Und nun stellt sich die Frage, wer oder was ist daran schuld, dass es solche Zustände wie heute gibt?

Oder wie gerade heute an der Migrol Tankstelle in St. Margrethen erlebt. Da fährt eine junge Frau mit Beifahrerin, beide nicht angeschnallt, auf den möglichst des Eingangs nächsten, freien Tankplatz. Die Beifahrerin steigt aus und verschwindet im Laden. Der schicke Mercedes steht nun mit laufendem Motor und offenen Fenstern, ohne Tankvorgang, auf dem Tankplatz und die junge Frau am Handy.
Auf meinen Hinweis dass man hier nicht mit laufendem Motor halten und warten darf, rastet die junge Frau förmlich aus und schreit dass mich das nichts anginge. Ich habe ihr dann klar mitgeteilt dass es mich etwas angeht und bin dann losgefahren.

Und nein, ich bin überhaupt nicht neidisch auf die Mercedes Fahrerin. Wir wissen ja zu welcher Kategorie die meisten dieser jungen (BMW und Mercedes) Fahrer gehört. Und mit meinem V8 Muscle Car brauche ich mich nicht zu schämen. Dafür bleibt mir nur ein müdes Lächeln gegenüber diesen Posern und Ignoranten.

Nun nochmals zurück zur Frage, wer oder was ist daran schuld, dass wir heute solche Zustände haben?

Meine persönliche Analyse dazu besagt, dass unsere Generation daran nicht ganz unschuldig ist. Ich bin zwar erst sehr spät Vater geworden, aber ich beobachte und denke schon seit meiner Kindheit über vieles nach. Alles hat seine Ursache. Und diese zu ergründen erweitert den persönlichen Horizont.

Unsere, wie auch die Generationen davor, haben schon immer dafür gearbeitet und gelebt, um deren Kindern ein sicheres und besseres Leben zu ermöglichen. Diese Eltern haben dafür auf sehr viel sehr gerne verzichtet, denn es war ja für eine gute Sache. Ihr Kind sollte es mal besser haben als sie.

Und so entstand über Jahrzehnte hinweg eine Wohlstandsgesellschaft in der es fast an nichts fehlte. Die junge Generation wuchs auf Wolke 9 auf, wohlbehütet, absolut sicher und an nichts Fehlendem. Diese junge Generation hat null Erfahrung darin, was es heisst, für etwas zu kämpfen um daraus das Beste zu machen.

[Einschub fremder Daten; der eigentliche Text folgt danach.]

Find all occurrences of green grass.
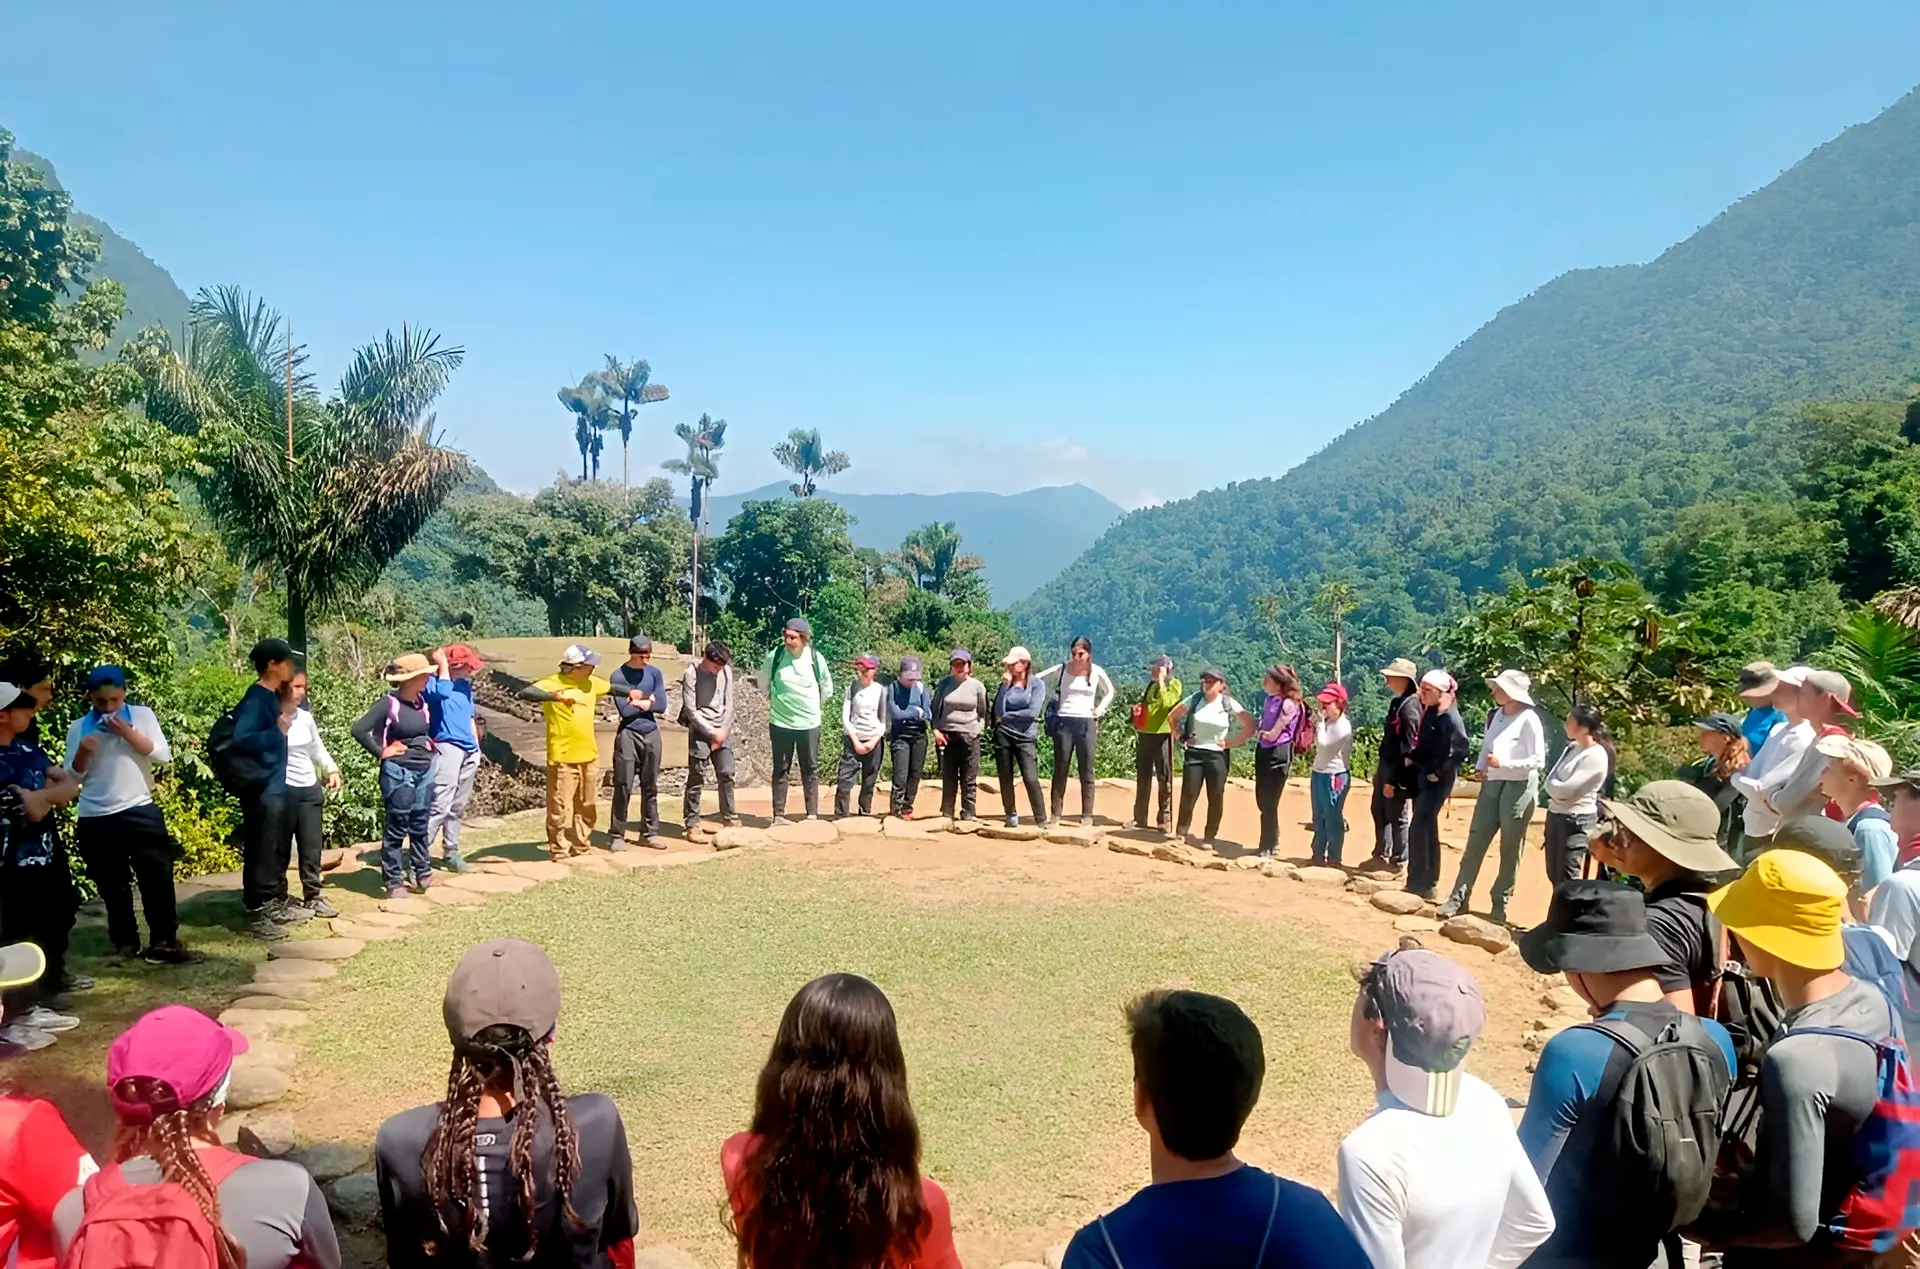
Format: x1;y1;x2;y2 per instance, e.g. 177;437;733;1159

Und genau diese Jugend feiert sich heute, fast jeden Freitag, mit Klimatänzen ab, und stellt Forderungen der älteren Generationen gegenüber. Es geht sogar soweit dass Omas zur Klimasau denunziert werden und ältere Menschen Corona bedingt von der Gesellschaft isoliert dahinsterben sollen. Der Respekt und die Achtung gegenüber der älteren Generationen ist auf ein absolutes Minimum gesunken.

Die junge Generation ist sich überhaupt nicht bewusst was sie mit ihrem Verhalten und ihren Forderungen verursacht. Die Vergangenheit kann man nicht ändern. Aber die Gegenwart, und insbesondere die Zukunft, kann man beeinflussen. Doch nur mit Fordern, ohne zu wissen oder zu erahnen was es für Konsequenzen hat, ist mehr als blauäugig. Eben, es fehlt an Erfahrung und dem Willen, auch mal das jahrzehnte alte Wissen der älteren Generationen abzuholen. Man weiss es ja besser, – schliesslich ging man ja zur Schule und was da vermittelt wird ist das einzig Wahre (wessen Wahrheit?). Mit zwanzig Jahren auf dem Designerkleider tragende Body, – Buckel kann man ja hier nicht sagen, da ein Buckel vom Chrampfen (Arbeiten) kommt – ist man allwissend und braucht die Alten nicht mehr.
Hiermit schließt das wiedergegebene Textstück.